Pakistani politician

Muhammad Azam Khan is a Pakistani politician from Lower Dir District. He is currently serving as a member of the Provincial Assembly of Khyber Pakhtunkhwa since February 2024 and previously served in this position from August 2018 to January 2023.

== Political career ==
He contested the 2008 North-West Frontier Province provincial election as a candidate of Awami National Party (ANP) from PF-94 Lower Dir-I, but was unsuccessful.
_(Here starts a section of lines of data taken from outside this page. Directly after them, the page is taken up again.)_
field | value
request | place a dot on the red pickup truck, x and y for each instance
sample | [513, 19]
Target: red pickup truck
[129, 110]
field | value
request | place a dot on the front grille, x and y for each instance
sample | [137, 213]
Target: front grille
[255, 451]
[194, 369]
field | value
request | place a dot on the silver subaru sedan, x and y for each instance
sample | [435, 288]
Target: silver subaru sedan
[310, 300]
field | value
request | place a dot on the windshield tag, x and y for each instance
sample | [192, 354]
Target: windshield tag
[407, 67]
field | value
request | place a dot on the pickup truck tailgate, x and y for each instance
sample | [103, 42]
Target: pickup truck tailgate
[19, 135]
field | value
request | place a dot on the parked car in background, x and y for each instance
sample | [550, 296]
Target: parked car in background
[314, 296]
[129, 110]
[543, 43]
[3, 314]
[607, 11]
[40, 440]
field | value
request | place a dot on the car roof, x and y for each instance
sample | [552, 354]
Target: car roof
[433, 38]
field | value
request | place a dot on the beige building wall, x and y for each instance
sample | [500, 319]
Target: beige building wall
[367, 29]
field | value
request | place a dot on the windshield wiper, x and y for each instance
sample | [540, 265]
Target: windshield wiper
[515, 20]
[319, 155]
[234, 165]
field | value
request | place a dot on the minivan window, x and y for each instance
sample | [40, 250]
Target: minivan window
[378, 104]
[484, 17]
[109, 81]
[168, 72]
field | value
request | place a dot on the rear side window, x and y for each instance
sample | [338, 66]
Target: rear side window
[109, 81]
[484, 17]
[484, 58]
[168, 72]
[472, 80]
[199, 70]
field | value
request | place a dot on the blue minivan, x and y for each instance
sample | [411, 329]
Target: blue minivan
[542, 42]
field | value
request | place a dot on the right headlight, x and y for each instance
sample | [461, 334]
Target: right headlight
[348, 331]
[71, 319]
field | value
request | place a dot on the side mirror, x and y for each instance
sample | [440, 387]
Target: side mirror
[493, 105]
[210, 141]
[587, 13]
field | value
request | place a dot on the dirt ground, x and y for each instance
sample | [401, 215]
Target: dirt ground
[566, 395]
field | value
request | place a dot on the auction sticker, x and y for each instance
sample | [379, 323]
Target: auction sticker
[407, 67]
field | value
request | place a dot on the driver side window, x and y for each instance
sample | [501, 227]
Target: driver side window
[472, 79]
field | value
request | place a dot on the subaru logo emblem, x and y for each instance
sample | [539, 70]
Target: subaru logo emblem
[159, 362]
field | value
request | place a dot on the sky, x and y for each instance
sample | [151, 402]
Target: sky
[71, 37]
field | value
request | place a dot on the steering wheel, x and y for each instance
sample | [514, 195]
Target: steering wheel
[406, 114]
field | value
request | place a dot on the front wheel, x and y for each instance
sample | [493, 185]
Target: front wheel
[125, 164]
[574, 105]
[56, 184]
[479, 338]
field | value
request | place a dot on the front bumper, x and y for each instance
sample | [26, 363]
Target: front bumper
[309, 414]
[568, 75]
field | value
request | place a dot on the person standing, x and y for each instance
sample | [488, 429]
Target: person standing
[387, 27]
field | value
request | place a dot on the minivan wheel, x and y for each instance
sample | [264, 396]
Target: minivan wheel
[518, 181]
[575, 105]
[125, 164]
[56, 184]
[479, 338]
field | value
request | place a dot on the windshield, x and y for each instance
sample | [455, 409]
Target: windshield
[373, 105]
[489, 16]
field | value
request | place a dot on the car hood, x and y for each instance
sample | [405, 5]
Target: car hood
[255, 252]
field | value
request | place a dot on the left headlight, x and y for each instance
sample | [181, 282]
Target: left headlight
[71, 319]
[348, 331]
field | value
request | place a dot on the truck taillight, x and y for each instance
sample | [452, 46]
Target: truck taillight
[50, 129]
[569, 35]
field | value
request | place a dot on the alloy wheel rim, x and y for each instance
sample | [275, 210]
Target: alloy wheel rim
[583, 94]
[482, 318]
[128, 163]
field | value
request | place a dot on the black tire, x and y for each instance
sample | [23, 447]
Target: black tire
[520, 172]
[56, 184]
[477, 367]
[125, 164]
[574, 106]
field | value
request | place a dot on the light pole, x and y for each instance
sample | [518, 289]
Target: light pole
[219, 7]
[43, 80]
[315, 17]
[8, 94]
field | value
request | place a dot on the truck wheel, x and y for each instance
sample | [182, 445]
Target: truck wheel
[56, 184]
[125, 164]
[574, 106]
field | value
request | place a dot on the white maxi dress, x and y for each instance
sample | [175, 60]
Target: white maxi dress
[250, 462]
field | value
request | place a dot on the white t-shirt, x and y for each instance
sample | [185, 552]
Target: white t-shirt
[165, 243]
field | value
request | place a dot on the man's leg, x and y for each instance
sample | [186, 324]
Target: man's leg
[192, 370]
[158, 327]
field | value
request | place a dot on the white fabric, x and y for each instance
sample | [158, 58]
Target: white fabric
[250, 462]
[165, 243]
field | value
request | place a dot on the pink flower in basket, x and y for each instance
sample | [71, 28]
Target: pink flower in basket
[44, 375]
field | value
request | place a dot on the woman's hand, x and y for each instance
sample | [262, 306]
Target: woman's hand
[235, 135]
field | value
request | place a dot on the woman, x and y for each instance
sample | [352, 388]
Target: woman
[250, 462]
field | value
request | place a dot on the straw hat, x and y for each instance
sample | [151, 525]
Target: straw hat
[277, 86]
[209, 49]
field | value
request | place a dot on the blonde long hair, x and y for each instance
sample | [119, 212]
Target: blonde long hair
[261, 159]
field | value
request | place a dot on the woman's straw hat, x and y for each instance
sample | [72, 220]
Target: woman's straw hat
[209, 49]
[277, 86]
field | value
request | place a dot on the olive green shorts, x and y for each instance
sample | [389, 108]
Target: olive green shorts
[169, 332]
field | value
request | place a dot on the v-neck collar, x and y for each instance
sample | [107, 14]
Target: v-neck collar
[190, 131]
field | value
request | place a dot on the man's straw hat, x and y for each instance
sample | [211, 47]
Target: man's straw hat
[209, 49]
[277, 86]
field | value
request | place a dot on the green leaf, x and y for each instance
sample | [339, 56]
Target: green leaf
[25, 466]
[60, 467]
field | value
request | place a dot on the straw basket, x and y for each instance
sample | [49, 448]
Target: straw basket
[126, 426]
He received 5,772 votes and was defeated by Mehmood Zaib Khan, a candidate of Pakistan People's Party (PPP).

He contested the 2013 Pakistani general election as a candidate of ANP from NA-34 Lower Dir, but was unsuccessful. He received votes and was defeated by Sahibzada Muhammad Yaqoob, a candidate of Jamaat-e-Islami (JI).
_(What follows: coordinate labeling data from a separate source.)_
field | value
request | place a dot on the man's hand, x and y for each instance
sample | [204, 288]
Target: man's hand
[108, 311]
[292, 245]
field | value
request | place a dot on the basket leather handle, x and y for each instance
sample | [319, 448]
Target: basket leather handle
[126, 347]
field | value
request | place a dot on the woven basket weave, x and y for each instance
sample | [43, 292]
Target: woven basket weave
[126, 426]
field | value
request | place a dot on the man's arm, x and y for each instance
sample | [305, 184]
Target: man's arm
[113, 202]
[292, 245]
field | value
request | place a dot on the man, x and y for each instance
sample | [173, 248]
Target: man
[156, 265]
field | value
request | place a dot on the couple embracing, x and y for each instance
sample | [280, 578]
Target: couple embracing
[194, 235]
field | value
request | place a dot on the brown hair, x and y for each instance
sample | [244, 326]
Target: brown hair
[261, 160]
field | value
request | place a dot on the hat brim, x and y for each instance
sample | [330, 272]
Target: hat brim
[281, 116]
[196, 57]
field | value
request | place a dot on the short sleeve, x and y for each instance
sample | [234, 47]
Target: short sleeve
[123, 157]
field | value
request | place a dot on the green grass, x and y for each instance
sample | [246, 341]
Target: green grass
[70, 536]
He was elected the Provincial Assembly of Khyber Pakhtunkhwa in the 2018 Khyber Pakhtunkhwa provincial election as a candidate of Pakistan Tehreek-e-Insaf (PTI) from PK-13 (Lower Dir-I). He received 21,683 votes and defeated Shad Nawaz Khan, a candidate of Muttahida Majlis-e-Amal (MMA).

He was re-elected to the Provincial Assembly in the 2024 Khyber Pakhtunkhwa provincial election as an independent candidate supported by PTI from PK-14 Lower Dir-I. He secured 31,228 votes, while the runner-up, Sahibzada Muhammad Yaqoob of JI, secured 16,840 votes.